Pet-friendly rental housing?

The NSW Companion Animals Taskforce was established by the State Government to advise on ways of reducing the appalling numbers of cats and dogs that are surrendered or abandoned by their owners, and subsequently destroyed.

Last year, almost 50 000 cats, and 70 000 dogs, ended up in pounds; over 30 000 cats and 21 000 dogs were destroyed.



The Taskforce has released a discussion paper (at the link above) which includes, amongst many other things, a reference to the particular problem of companion animal ownership in rental housing. Private rental especially is not very friendly to pets, or their owners, because most landlords and agents prohibit tenants from keeping animals as a term of their agreements. The concern is that this results in tenants having to surrender animals when they move house, and in their not being able to adopt animals and save them from death row.

The TU's view is that companion animal ownership is fundamentally a matter of personal responsibility. By that we mean:

(1) that an individual should be free to decide that they will keep a companion animal, subject to the law; and
(2) that the individual owner of a companion animal should be liable for its upkeep and any damage or loss it causes.

As things currently stand, tenants have the liability, but not the freedom to decide.
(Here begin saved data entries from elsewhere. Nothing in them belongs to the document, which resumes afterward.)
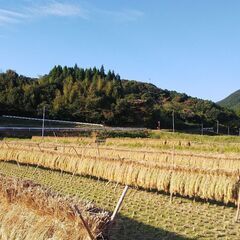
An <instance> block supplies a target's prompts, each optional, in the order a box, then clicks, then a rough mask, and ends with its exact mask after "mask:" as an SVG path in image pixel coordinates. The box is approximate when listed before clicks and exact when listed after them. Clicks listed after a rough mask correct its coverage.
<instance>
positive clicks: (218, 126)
mask: <svg viewBox="0 0 240 240" xmlns="http://www.w3.org/2000/svg"><path fill="white" fill-rule="evenodd" d="M217 134H219V121H218V120H217Z"/></svg>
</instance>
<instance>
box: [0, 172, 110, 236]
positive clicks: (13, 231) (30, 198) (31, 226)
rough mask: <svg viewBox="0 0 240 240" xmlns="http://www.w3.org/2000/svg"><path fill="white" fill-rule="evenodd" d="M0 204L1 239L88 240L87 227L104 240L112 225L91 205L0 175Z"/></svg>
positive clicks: (24, 182)
mask: <svg viewBox="0 0 240 240" xmlns="http://www.w3.org/2000/svg"><path fill="white" fill-rule="evenodd" d="M0 202H1V207H0V239H8V240H11V239H12V240H15V239H26V240H27V239H29V240H30V239H39V240H42V239H48V238H52V239H69V240H80V239H82V240H85V239H88V237H89V235H88V230H86V229H85V226H84V224H86V225H87V226H88V228H89V230H90V231H91V234H92V236H94V238H97V236H99V237H102V238H104V235H103V234H104V232H105V231H106V230H107V226H108V224H109V222H110V215H109V213H108V212H106V211H103V210H101V209H99V208H97V207H96V206H94V205H93V204H91V203H89V202H84V201H83V200H82V201H79V200H77V199H73V198H70V197H66V196H61V195H59V194H58V193H55V192H53V191H51V190H50V189H48V188H46V187H42V186H41V185H39V184H36V183H34V182H32V181H30V180H21V179H19V178H16V177H11V178H10V177H8V176H5V175H0ZM79 215H81V217H79ZM81 218H82V219H84V220H83V221H84V223H83V221H82V219H81Z"/></svg>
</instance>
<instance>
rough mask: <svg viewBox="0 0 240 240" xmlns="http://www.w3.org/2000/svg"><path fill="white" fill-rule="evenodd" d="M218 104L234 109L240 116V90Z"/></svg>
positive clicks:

We reproduce below the section of the discussion paper that relates to rental housing. If you've had any experiences of owning a companion animal while renting, or any suggestions as to how to make rental housing more pet-friendly, that you'd like us to consider as we make our submission to the Taskforce, please let us know in the comments or by email: chris[underscore]martin[at]clc[dot]net[dot]au.

*

Option 18 Review barriers to cat and dog ownership in relation to
residential tenancy laws


Key finding
Pet-unfriendly rental accommodation and strata-titled housing (whether owned or
rented) contribute to the surrender of owned pets, and appear to be a significant
factor inhibiting the adoption of companion animals from pounds and shelters.


The Residential Tenancies Act 2010 and Strata Schemes Management Act 1996
could be reviewed to identify existing barriers to cat and dog ownership in rental and
strata accommodation, including the existence of by-laws which currently allow pet
bans. 

Particular consideration could be given to the introduction of a pet bond system,
similar to that operating in Western Australia, to provide a financial incentive to
counter landlord concerns about pet-owning tenants.
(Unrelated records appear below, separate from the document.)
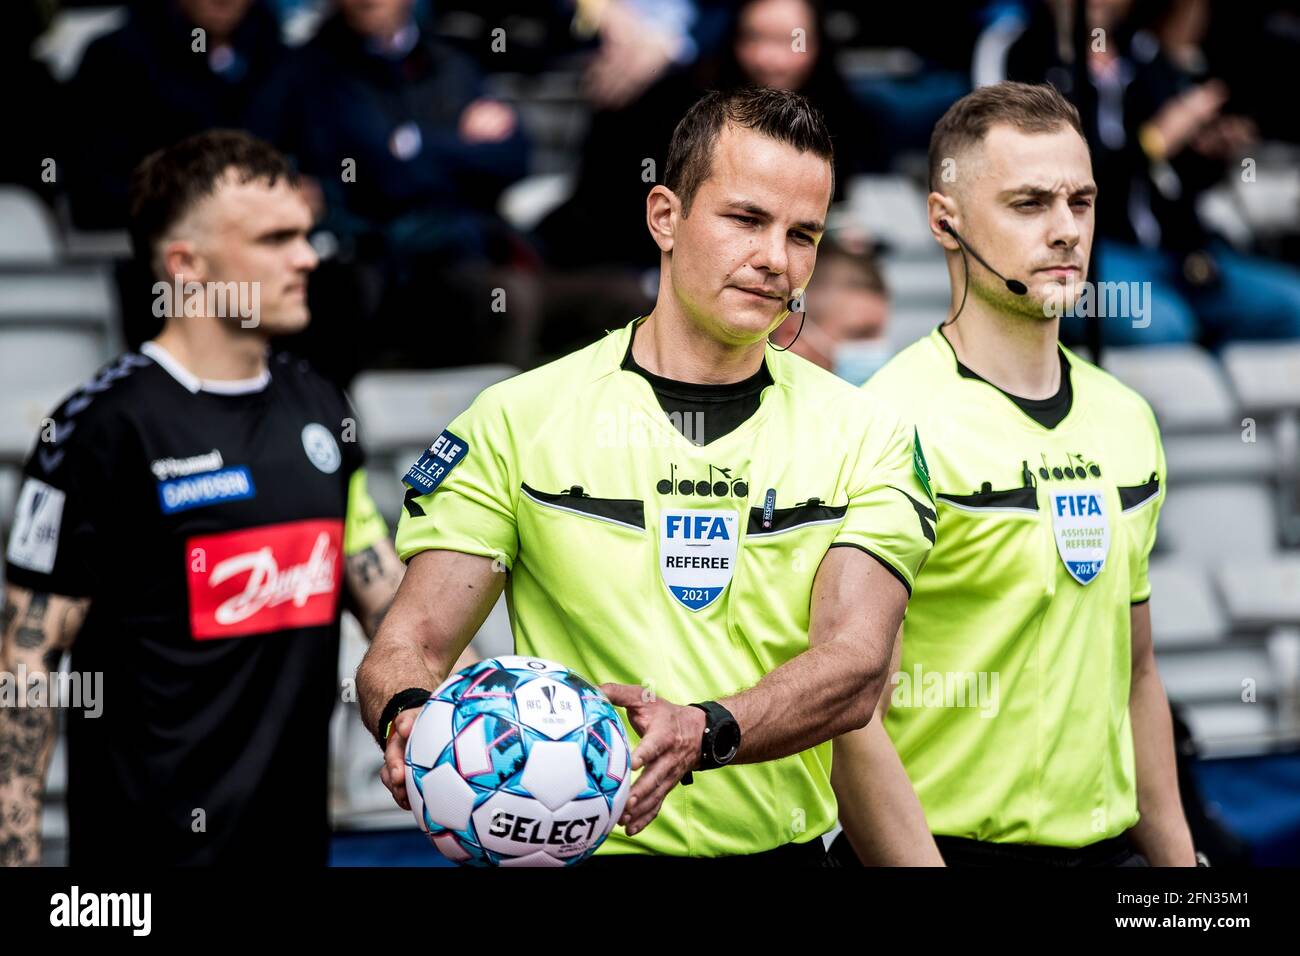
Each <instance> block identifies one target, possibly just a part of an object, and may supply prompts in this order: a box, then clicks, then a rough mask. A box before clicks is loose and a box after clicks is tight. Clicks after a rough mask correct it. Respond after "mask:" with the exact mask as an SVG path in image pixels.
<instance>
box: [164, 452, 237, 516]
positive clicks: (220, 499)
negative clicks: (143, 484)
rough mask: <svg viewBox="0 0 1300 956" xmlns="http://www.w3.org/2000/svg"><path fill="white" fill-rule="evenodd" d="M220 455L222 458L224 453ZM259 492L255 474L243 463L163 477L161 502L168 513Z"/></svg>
mask: <svg viewBox="0 0 1300 956" xmlns="http://www.w3.org/2000/svg"><path fill="white" fill-rule="evenodd" d="M217 458H218V460H220V454H218V455H217ZM256 493H257V489H256V488H253V484H252V475H251V473H250V472H248V468H246V467H243V466H239V467H238V468H222V470H221V471H214V472H211V473H207V475H194V476H192V477H183V479H172V480H170V481H159V502H161V505H162V514H165V515H170V514H175V512H177V511H188V510H190V509H191V507H203V506H204V505H216V503H218V502H224V501H242V499H244V498H251V497H253V496H255V494H256Z"/></svg>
Relevant industry bodies could also be engaged to develop and implement
education, as part of a whole of community socially responsible pet ownership
education campaign (see option 12), which address issues such as: 
  • assisting cat and dog owners living in units and rental accommodation to become better neighbours/tenants by ensuring they provide appropriate environmental enrichment and care for their cats and dogs, 
  • the advantages of preparing a pet resume that shows their cat or dog will be a good tenant, and
  • emphasising to landlords and real estate agents that by excluding cat and dog owners they are limiting the potential pool of good tenants. 

Benefits 
  • Removing cat and dog ownership barriers for renters could increase overall demand for animals and reduce the number of animals surrendered to pounds where they were previously unable to be kept by their owners. 
  • A pet bond scheme may allay some landlord concerns about cat and dog owning tenants.

Potential issues 
  • Ongoing resistance from strata/owner bodies.
  • The cost of pet bonds may be a barrier for some cat and dog owners.
  • The cost and/or administrative burden of pursuing damages from tenants where they are over and above the bond amount may be prohibitive, and thus some landlords may support the continuation of a ‘no pets’ policy.
[Extracted from the Taskforce's discussion paper, for readers' info – the options do not reflect the views of the TU.]